“The Creation of Adam” is one of the most famous works of art ever created — and one of the most copied, remixed and parodied. But a Chicago artist’s reimagining of Michelangelo’s masterpiece has ruffled some feathers.
Harmonia Rosales’ new work, “The Creation of God,” riffs on Michelangelo’s portrayal of God’s creation of Earth’s first human, Adam. But her version depicts the deity not as a white-haired white man, but as a black woman, reaching out to touch another, younger black woman.
Those critics have decried Rosales’ artwork as a “disgrace,” “disgusting” and “cultural appropriation.”
The uproar over this particular interpretation of “The Creation of God” is odd: Literally thousands of versions of the painting exist, from sincere homages to jokey parodies. “The Simpsons” has spoofed the iconic image at least five times, while “Arrested Development” used the work of art as a hilarious set piece, with its “Adam” clad in cutoff denim shorts. You can even buy a sticker or throw pillow depicting the scene as re-created by 1990s cult cartoon characters Beavis and Butthead.

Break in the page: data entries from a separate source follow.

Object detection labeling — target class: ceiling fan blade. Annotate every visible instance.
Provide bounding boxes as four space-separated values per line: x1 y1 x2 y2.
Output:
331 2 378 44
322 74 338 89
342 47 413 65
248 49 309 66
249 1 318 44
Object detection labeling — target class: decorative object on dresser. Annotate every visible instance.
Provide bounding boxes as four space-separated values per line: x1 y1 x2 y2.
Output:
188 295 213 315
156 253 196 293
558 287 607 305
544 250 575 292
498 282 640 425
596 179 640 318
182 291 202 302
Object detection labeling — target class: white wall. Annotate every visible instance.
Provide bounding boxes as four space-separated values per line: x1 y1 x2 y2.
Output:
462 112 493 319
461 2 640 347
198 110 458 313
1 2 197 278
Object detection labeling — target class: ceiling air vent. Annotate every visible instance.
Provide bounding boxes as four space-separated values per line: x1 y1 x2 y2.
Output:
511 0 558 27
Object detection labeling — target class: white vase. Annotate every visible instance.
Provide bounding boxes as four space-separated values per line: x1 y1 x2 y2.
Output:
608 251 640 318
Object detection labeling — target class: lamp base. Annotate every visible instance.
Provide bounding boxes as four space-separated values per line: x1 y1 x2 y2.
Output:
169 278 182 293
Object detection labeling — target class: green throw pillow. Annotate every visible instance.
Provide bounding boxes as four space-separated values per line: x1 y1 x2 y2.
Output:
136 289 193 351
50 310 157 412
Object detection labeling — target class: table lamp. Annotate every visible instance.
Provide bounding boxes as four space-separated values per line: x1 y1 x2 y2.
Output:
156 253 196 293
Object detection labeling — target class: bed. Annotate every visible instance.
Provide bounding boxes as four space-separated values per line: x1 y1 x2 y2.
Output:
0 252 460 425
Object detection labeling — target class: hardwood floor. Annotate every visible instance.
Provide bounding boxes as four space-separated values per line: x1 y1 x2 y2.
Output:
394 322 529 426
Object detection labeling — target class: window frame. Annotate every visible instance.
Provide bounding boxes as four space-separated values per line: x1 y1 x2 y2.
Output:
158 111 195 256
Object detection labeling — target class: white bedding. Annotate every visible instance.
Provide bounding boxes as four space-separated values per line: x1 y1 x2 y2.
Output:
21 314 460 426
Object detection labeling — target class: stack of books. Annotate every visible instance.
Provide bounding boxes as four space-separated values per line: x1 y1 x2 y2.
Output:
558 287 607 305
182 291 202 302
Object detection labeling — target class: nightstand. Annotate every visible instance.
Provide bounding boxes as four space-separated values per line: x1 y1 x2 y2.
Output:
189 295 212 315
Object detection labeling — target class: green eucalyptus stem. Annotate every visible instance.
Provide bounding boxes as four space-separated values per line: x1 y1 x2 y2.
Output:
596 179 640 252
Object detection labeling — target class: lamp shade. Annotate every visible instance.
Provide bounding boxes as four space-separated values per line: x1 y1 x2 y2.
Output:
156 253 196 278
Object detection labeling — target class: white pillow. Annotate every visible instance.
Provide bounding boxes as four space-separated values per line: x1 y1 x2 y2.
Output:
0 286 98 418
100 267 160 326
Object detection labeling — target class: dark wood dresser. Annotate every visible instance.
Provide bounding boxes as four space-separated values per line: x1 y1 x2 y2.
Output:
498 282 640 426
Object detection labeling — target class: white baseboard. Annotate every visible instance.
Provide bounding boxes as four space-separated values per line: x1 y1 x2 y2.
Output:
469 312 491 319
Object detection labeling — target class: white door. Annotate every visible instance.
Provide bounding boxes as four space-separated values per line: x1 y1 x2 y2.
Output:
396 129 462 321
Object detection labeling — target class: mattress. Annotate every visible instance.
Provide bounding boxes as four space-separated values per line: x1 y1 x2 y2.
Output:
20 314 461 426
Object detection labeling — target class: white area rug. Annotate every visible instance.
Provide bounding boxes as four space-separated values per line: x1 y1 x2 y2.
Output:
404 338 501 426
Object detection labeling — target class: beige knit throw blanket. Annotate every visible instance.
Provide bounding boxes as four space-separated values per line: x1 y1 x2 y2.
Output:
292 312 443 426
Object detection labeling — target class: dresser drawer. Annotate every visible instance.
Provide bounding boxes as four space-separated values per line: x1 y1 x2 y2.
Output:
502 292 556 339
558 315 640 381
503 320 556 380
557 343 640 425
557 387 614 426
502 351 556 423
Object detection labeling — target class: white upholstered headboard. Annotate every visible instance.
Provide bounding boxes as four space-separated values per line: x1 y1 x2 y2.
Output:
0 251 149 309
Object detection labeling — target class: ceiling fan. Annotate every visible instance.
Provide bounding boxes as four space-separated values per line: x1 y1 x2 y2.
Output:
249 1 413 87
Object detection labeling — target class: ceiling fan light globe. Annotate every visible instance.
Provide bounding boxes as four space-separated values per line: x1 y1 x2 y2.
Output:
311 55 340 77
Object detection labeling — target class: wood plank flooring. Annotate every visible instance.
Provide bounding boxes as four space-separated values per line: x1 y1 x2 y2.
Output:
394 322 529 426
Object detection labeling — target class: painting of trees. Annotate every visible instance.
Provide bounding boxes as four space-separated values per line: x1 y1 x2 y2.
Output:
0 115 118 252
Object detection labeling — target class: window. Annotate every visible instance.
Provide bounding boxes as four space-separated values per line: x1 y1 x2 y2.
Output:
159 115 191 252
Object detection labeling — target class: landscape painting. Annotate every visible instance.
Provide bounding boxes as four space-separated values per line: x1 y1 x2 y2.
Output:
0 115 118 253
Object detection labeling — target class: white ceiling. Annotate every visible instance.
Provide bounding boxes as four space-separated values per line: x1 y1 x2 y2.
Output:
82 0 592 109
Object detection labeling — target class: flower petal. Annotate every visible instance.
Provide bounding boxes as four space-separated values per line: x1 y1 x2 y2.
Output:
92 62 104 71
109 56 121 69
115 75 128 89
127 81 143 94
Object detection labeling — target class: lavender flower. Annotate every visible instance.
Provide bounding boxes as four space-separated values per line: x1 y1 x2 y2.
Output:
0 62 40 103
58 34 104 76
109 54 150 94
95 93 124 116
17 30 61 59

Plus, “The Creation of God” is part of a long and very serious tradition of artists reinterpreting or remixing classic works of art in order to make a cultural, social or political statement. Andy Warhol combined religious and commercial iconography in his 60 versions of Da Vinci’s “The Last Supper.” Contemporary artist Sherrie Levine questions the idea of authorship by copying artists like photographer Walker Evans and Marcel Duchamp (who himself gave the “Mona Lisa” a mustache in the name of the Dada movement). Painter Kehinde Wiley has reimagined several aggrandizing European portraits — such as one of Napoleon on a horse — by replacing their white protagonists with urban black youths.
So what makes Rosales’ black Goddess so offensive to these detractors? Easy: racism.
Some critics argue that it’s a desecration of an artistic masterpiece — but you’d think such art lovers would have stepped into a museum at some point in their lives and spotted at least one reinterpretation of a classic, from Dali’s mystical “The Sacrament of the Last Supper” to Lichtenstein’s pop version of Van Gogh’s “Bedroom at Arles.”
Hell, even the Vatican — where “The Creation of Adam” adorns the Sistine Chapel — has various examples of this. Do these same people take to Twitter every time they walk into a bar that displays that tacky version of “The Last Supper” with Jim Morrison?
The other big argument is that the painting depicts a religious subject. Yet, since the Garden of Eden was likely somewhere in the Middle East, and Michelangelo’s Adam is an alabaster-skinned European dude, it seems ridiculous to champion his work as the definitive depiction of this Bible story.
Rosales didn’t create her painting as a joke or gag, but as a serious work of art, which — even if you don’t like the result — does show a certain reverence for the material. But it seems like a bunch of people would rather see God depicted as Beavis than as a black woman.